Kernel developers have a certain tendency to be insulated from many of the people who actually
make use of their code. As a way of helping bridge this gap, the kernel
summit often invites specific users to address the group and talk about the
problems they are having with the kernel. In Tokyo, the summit heard from
a panel of five representatives from Japanese companies in both the
enterprise and embedded areas. The panel, which was really a series of
five independent presentations, shone an interesting light on how Linux is
being used in Japan.
First up was Norihiro Kumagai, representing Sharp. Sharp decided a while
back to move from its proprietary, in-house realtime operating system to
Linux. Its products are generally based on system-on-chip hardware, with
drivers coming from the component vendors. That tends to force the use of
binary-only drivers. Why does Sharp not just reject components which do
not come with free drivers? The answer is that it is still hard to find
competitively-priced parts with open drivers.
Sharp's systems run a Linux kernel, but they don't look like traditional
Linux systems. To begin with, Sharp has dispensed with shells altogether,
choosing instead to boot directly into application code. The main purpose
there is to achieve a faster startup. A lot of work has been done on
getting the kernel to load quickly; it turns out that there is a tradeoff
between the time required to load a kernel (arguing for strong compression)
and the time required to extract it (arguing against that compression).

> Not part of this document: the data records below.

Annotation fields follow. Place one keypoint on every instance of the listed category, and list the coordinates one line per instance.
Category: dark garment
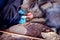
(9, 15)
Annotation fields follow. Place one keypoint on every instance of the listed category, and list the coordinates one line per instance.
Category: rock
(33, 29)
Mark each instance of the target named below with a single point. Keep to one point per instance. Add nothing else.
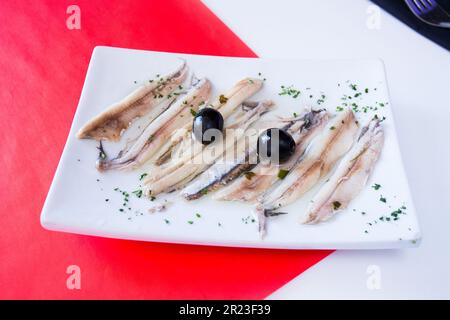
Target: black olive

Has Sharp been working with the community to improve boot time? Regardless
of any other concerns, there is a real impediment to doing that: Sharp's
systems are running a 2.4.20 kernel. That, evidently, is what their
supplier (MontaVista) is giving to them.
These systems do a lot with user-space drivers. Much of the code was
ported directly from the in-house RTOS, and it was easier to make it work
in user space. There is a special char driver which is used to dispatch
interrupts to user space. All of Sharp's code runs within the context of a
single process; evidently it just works.
Use of filesystems is also minimized. JFFS2 was evaluated, but found to be
too slow to mount. The JFFS2 garbage collection thread is too heavyweight,
and they also experienced some stability problems with (the 2.4.20 version
of) JFFS2. So, instead, the root comes from a read-only cramfs image, and
persistent data is managed through direct, user-space access to the MTD
device.
Why did Sharp choose Linux? They liked the quality of the core kernel
code. The driver support is good, and the quality of the compiler
toolchain was unmatched anywhere else. The availability of source code is
crucially important; Sharp needs to be able to fix problems on short notice
and without relying on anybody else. And Sharp appreciates the ongoing
work being done by the development community - even though it is making
little use of the community's recent work. In response to a question on
whether Sharp had tried a more recent kernel, the answer was that it was
usually not possible; the board support is usually not in the mainline so
they have to go with what the embedded system provider is offering.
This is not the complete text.